I understand what he is saying......I will be alert, I will not hide in my home. I will go about my life as if the world is the same prior to 9/11. I may be afraid, but I will not give them the satisfaction of letting that fear rule my life.
This statement is really true. Right after the attack, we flew out of Newark to Indianapolis. The people in Indianapolis were concerned, but they didn't have the same deep grief that those of us that lived near the city had. I can still feel that grief. I was not afraid to go into Manhattan or fly out of Newark at all. But my point was that as a Mom whose daughter got out of the North Tower and is again danger I am in a different position. I am afraid for her.
My daughter used to work just a few blocks from the White House and was in her office when the Pentagon was hit. Since this May, she is no longer working downtown, which has us relieved. On the other hand, I would not tell her to change jobs just to avoid being in the city. These are the days that try men's souls.
I watched "Mrs. Miniver" last night which was on the Cleveland PBS station. They show many classic B&W films on Saturday night. This film came out in 1942, so America was just moving into the war. Since I taped it, I will share with you its final moments. The pastor is speaking in the partially bombed-out church:
"We in this quiet corner of England have suffered the loss of friends very dear to us. Some close to this church; George West (choir boy), James Ballard (station master and bell ringer and the proud winner, only an hour before his death, of the Belden Cup for his beautiful Miniver rose). And our hearts go out in sympathy to the two families who share the cruel loss of a young girl who was married at this alter only two weeks ago.
The homes of many of us have been destroyed and the lives of young and old have been taken. There's scarcely a household that hasn't been struck to the heart. And why? Surely you must have asked yourselves this question. Why in all conscience should these be the ones to suffer; children, old people, a young girl at the height of her loveliness? Why these? Are these our soldiers? Are these our fighters? Why should they be sacrificed? I shall tell you why.

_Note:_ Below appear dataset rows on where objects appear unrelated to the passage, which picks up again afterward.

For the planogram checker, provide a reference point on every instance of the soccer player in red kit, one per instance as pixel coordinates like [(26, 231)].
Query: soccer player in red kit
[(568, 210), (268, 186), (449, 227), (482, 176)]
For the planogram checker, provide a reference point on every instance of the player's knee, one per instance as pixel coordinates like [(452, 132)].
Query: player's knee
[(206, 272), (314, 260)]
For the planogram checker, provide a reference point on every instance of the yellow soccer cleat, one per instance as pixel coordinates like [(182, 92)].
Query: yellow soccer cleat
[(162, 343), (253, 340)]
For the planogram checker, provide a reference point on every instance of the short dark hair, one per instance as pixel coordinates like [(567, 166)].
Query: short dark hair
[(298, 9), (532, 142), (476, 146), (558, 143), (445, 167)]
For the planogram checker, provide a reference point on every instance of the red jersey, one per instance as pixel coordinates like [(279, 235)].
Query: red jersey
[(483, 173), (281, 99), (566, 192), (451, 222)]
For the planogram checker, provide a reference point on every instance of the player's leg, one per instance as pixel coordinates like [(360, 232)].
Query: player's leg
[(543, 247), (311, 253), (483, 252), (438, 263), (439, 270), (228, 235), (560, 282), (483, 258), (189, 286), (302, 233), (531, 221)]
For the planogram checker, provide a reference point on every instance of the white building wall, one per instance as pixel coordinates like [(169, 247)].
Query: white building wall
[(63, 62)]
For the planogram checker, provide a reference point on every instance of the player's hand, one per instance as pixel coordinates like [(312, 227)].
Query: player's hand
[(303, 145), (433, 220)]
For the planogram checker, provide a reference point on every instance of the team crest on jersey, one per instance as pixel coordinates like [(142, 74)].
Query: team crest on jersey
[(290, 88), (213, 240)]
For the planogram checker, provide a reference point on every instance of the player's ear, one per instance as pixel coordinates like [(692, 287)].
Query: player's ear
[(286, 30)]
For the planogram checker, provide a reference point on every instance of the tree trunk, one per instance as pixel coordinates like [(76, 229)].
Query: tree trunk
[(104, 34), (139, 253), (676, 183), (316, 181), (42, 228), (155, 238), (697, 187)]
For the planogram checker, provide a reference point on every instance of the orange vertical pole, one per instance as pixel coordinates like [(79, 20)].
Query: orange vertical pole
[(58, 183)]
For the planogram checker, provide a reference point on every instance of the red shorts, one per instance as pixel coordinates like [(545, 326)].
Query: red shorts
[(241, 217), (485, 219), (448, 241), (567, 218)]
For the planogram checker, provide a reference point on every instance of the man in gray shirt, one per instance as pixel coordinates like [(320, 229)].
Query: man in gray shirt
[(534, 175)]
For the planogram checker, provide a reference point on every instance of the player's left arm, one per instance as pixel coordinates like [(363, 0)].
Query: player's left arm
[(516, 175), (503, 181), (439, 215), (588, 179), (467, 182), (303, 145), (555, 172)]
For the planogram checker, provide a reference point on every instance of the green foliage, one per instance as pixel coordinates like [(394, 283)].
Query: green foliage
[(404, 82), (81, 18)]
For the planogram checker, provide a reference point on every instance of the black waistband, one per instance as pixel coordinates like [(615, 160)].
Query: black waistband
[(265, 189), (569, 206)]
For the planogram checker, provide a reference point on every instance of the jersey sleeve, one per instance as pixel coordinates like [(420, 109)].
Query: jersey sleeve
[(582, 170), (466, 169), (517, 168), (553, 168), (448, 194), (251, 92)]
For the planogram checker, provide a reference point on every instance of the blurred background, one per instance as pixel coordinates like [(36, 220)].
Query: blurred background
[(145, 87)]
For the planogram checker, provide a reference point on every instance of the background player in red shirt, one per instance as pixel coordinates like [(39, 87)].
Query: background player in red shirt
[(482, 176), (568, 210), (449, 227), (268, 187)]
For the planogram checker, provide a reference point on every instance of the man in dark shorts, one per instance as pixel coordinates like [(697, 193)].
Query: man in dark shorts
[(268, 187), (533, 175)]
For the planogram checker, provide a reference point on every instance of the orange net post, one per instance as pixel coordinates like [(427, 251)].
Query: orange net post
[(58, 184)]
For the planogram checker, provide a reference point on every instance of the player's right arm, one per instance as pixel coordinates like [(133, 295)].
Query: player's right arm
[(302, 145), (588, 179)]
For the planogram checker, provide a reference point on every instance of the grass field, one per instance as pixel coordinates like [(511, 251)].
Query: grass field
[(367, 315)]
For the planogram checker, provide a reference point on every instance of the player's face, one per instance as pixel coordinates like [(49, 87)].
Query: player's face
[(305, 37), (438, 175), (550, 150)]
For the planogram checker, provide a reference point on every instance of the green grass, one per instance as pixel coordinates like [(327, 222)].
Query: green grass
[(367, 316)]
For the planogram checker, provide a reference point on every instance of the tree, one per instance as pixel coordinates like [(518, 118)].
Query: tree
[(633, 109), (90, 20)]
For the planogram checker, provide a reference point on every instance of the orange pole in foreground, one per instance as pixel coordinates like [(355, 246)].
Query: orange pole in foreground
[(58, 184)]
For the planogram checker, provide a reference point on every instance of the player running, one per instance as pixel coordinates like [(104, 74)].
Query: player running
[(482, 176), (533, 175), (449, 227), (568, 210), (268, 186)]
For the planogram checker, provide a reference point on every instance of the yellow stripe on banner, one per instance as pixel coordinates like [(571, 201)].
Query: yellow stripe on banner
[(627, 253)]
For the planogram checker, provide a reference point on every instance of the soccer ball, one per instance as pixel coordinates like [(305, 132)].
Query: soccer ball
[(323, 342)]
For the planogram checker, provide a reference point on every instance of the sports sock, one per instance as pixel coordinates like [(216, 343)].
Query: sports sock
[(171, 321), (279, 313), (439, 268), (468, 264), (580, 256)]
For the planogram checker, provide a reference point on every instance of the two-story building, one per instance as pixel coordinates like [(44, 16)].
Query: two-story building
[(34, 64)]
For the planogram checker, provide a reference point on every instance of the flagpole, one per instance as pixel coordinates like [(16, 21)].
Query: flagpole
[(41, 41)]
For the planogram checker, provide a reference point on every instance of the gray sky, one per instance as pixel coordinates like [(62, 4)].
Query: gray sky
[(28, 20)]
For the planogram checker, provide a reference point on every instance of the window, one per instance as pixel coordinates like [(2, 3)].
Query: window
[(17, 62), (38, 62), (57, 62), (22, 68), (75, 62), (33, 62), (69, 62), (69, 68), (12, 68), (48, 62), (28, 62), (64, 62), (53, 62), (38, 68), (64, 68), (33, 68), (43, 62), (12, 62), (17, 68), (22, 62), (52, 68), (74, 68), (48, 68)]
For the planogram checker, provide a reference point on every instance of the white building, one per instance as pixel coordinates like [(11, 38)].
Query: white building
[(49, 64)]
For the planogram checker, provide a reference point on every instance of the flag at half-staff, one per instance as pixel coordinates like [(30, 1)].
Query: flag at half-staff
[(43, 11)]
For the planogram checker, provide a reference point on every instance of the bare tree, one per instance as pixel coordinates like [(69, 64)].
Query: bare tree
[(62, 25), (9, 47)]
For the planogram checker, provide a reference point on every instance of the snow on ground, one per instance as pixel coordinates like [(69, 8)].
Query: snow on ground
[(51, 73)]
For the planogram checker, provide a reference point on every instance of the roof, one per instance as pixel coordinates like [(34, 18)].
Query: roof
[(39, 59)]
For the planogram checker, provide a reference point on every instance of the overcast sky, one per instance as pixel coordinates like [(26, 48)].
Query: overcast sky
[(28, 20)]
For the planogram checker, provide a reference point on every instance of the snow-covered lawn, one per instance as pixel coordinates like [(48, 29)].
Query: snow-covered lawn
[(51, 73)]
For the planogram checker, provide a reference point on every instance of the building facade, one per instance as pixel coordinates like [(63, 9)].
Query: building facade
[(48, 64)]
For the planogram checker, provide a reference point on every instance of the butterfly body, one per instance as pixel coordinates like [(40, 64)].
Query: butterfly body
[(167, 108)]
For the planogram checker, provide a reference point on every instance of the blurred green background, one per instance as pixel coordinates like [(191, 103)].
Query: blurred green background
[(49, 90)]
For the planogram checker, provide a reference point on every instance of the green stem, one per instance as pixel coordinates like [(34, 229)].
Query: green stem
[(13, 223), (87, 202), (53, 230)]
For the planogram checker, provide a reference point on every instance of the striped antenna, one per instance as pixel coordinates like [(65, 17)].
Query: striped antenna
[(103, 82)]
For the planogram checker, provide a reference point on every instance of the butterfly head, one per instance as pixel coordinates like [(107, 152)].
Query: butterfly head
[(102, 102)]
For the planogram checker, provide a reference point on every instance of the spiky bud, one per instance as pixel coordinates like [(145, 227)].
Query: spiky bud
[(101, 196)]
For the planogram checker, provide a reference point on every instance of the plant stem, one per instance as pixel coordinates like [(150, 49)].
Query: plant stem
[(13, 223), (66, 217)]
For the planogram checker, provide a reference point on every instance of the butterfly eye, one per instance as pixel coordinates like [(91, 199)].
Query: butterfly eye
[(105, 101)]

Because, this is not only a war of soldiers in uniform, it is a war of the people - of all the people - and it must be fought not only on the battlefield but in the cities and in the villages; in the factories and on the farms; in the home and in the heart of every man, woman and child who loves Freedom.
Well, we have buried our dead, but we shall not forget them! Instead, they will inspire us with an unbreakable determination to free ourselves and those who come after us, from the tyranny and terror that threaten to strike us down. THIS IS THE PEOPLE'S WAR. It is our war. We are the fighters. FIGHT IT THEN. Fight it with all that is in us, and may God defend the right."
(The congregation now stands and sings "Onward Christian Soldier." Seen through the bombed-out roof are planes flying in formation to win a war against evil.)
159 posted on 05/30/2004 10:46:45 AM EDT by Socratic (Yes, there is method in the madness
I'm glad this came to mind. Much of what I type on FreeRepublic could only be termed fluff and diversion; much as the conversations I had during college days sitting around the dorm room and enjoying the community of friends. But, as in those days, there comes a time when a person reaches within his soul to reveal a depth of passion and moral conviction which they may seem to be embarrassed of expressing at other times.
I am proud of my country and the moral underpinnings which gave rise to its creation and continued existence. Little of ordinary conversation allows me to express my views on this topic, but FreeRepublic does. Thank you for being a fellow-member of this community of Patriots.